Sempre gritamos “Vidas Negras Importam”: Entrevista com a ativista Buba Aguiar

Mariana dos Reis Santos, do Rio de Janeiro, RJ

Há pelo menos 3 semanas em todo o Brasil, eclodiram manifestações de cunho anti fascista e anti rascista  em ofensiva aos posicionamentos autoritários do governo Bolsonaro  contra a democracia no período da pandemia. Mas sem dúvida alguma, a luta anti racista foi a pauta que despontou o levante da juventude novamente nas ruas como as jornadas de junho de 2013 representada pela frase “ Vidas negras importam”.

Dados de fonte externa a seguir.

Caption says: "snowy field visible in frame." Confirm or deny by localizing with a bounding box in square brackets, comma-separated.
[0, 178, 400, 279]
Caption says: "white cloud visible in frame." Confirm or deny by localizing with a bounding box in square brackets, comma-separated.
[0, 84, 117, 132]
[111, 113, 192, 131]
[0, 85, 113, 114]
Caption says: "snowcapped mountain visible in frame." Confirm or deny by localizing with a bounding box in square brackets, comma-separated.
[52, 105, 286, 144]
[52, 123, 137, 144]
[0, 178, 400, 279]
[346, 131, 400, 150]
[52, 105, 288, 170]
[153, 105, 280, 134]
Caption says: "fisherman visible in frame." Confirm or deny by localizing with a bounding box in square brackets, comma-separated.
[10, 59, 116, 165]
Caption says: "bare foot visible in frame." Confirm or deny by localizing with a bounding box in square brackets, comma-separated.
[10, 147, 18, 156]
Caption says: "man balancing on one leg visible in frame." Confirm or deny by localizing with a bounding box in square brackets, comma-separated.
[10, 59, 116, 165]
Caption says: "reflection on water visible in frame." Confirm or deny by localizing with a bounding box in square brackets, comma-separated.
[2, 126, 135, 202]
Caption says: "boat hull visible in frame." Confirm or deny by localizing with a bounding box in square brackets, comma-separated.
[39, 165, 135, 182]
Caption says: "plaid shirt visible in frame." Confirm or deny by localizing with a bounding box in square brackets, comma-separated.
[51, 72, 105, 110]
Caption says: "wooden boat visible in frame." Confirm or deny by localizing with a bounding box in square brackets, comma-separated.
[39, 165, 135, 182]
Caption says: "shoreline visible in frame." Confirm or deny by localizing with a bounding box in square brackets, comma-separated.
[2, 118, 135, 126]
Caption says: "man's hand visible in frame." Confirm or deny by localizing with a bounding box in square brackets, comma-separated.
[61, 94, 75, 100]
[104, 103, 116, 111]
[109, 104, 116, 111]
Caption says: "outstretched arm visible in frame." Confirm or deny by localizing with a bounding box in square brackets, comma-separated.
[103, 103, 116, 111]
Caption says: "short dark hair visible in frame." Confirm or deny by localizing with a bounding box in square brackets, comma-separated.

O protagonismo deste movimento se constituiu por movimentos negros universitários, autônomos ou partidários, coletivos de favelas e grupos de mães vítimas de violência do Estado. Essas iniciativas que clamavam pelo fim da discriminação racial e políticas de necropolítica do Estado foram inspiradas no episódio do assassinato do cidadão negro George Floyd (46 anos)  por um policial branco em Minneapolis. Transeuntes filmaram e postaram a cena nas redes sociais, gerando imensa revolta na sociedade civil.

Após a morte trágica e cruel do músico Floyd, uma escalada de protestos se alastrou pelos Estados Unidos contra a violência policial e o racismo. Manifestantes chegaram a se aglomerar em frente a Casa Branca no dia 31 de maio e o presidente Donald Trump foi levado a um abrigo subterrâneo da construção, apagando -se as luzes do prédio na tentativa evitar uma invasão.

Dezenas de cidades americanas foram palcos de protestos contra o racismo e violência policial. Os protestos em algumas ocasiões, assumiram táticas militantes mais radicalizadas  como saques, depredações e incêndios que foram acompanhadas de repressão policial.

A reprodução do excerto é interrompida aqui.